Biard mériterait d’occuper une place plus élevée dans le panthéon du romantisme français tant il cumule des caractères de son siècle : aventurier, il a exploré les contrées les plus reculées du globe ; réalisant l’une des aspirations esthétiques du romantisme, son oeuvre prodigieusement variée ignore la hiérarchie des genres ; lorsque sa vie privée l’expose au scandale, c’est parce que sa femme est prise en flagrant délit d’adultère avec Victor Hugo ; enfin, si Baudelaire méprise son art, Musset, Mérimée et Gautier l’apprécient.

Quoique formé à Lyon, où il exposa régulièrement tout au long de sa vie, cet élève éphémère de Révoil et de Richard s’est trop tôt éloigné de l’école lyonnaise pour y être identifié de quelque manière. L’horizon que lui offre sa patrie est en effet trop étroit pour qu’il supporte de s’y cantonner, et, après avoir fait ses premiers pas à Paris au Salon de 1824, il cède à l’appel du large et s’embarque en 1827 sur une corvette d’instruction, La Bayadère, à bord de laquelle il fait le tour du bassin méditerranéen. En 1839, il participe à une expédition qui fait beaucoup pour sa légende, au Spitzberg et en Laponie, dirigée par le naturaliste Paul Gaimard. Léonie d’Aunet, que Biard épouse l’année suivante, en publiera le récit en 1854, et le peintre en tirera les sujets de plusieurs tableaux qui inaugurent la vogue de l’exotisme boréal. Le voyage au Brésil de 1858 à 1860 est sans doute celui dont l’influence est la plus durable. Après y avoir conquis le monde civilisé, en devenant l’ami de l’empereur Pedro II et en fondant une académie à Rio de Janeiro, il explore le monde sauvage, remonte l’Amazonie, et « accomplit des exploits réels ou imaginaires1 ». Atteint de fièvre, il prend congé de l’empereur pour se rendre aux États-Unis, où il approfondit son étude de l’esclavagisme qu’il avait déjà exploré dix ans plus tôt en peignant L’Abolition de l’esclavage dans les colonies françaises en 1848 (Versailles, Musée national du château). Toute son oeuvre témoigne d’une invention sans borne, cherchant sans cesse des sujets nouveaux, extraordinaires ou truculents.

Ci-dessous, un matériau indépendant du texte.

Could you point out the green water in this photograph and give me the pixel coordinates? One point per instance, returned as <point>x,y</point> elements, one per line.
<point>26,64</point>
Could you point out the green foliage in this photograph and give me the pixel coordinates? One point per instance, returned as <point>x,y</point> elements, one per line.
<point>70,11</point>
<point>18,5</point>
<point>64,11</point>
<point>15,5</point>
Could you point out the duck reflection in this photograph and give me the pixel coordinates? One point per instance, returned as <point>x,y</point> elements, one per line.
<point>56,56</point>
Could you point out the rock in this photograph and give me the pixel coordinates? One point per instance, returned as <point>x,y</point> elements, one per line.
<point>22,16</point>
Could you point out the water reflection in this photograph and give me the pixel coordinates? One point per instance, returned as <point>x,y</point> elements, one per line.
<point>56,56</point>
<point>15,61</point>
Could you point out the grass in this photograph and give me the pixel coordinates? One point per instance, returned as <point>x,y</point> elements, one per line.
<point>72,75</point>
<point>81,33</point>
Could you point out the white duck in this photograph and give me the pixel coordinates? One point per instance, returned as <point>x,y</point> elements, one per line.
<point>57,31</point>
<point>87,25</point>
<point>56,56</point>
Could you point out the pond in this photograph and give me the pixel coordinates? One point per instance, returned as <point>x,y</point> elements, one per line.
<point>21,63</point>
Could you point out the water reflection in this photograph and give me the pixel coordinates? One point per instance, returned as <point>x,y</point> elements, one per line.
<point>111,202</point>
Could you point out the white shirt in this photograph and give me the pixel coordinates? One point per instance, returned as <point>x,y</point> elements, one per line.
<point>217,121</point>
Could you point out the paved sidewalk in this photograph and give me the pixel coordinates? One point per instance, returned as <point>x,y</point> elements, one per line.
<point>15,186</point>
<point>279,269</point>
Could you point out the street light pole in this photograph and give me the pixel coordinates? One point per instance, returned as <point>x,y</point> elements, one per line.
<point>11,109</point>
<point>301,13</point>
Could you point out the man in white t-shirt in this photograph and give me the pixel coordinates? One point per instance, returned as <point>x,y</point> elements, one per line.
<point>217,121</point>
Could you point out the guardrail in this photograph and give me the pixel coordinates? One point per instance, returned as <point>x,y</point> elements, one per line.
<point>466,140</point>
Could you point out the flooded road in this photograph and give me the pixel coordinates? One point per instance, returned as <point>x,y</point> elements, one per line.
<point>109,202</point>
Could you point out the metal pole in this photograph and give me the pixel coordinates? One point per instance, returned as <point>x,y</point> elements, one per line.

Le Bedeau ivre appartient au registre burlesque qui, parallèlement au genre ethnographique, a assuré à Biard sa grande popularité – il « sait que la foule attend chaque année de lui quelque composition drolatique2 », observe un chroniqueur en 1847. La perte du titre originel empêche de comprendre tous les tenants de l’action de cette comédie, mais si l’origine de l’odeur nauséabonde qui fait se boucher le nez aux comparses de l’arrière-plan ne se devine pas, il semble bien que la cause du désordre dans la sacristie soit le bedeau ivre – il est revêtu de la soprana caractéristique et coiffé de la barrette cléricale – que sa chute n’empêche pas de continuer à singer le prêtre donnant son homélie. Dans une autre composition (ill. 1), deuxième acte d’une comédie à épisodes, le prêtre dénonce avec véhémence le péché de son officier inconséquent devant une assemblée de fidèles troublés ou hilares. La variété des expressions et grimaces que la farce permet à Biard de décliner, s’inscrit dans le prolongement des recherches antérieures d’un Louis Léopold Boilly, avec en plus un sens du comique de situation. (M.K.)

 

 

 

1. Selon les termes d’Élisabeth Hardouin-Fugier à qui l’essentiel de cette biographie est emprunté, voir sa notice dans Paysagistes lyonnais, 1800-1900, cat. exp. Lyon, musée des Beaux-Arts, 1984, p. 80-83.
2. A. J. D., «Beaux-Arts. – Salon de 1847. 6e article», L’Illustration, 8 mai 1847, p. 156.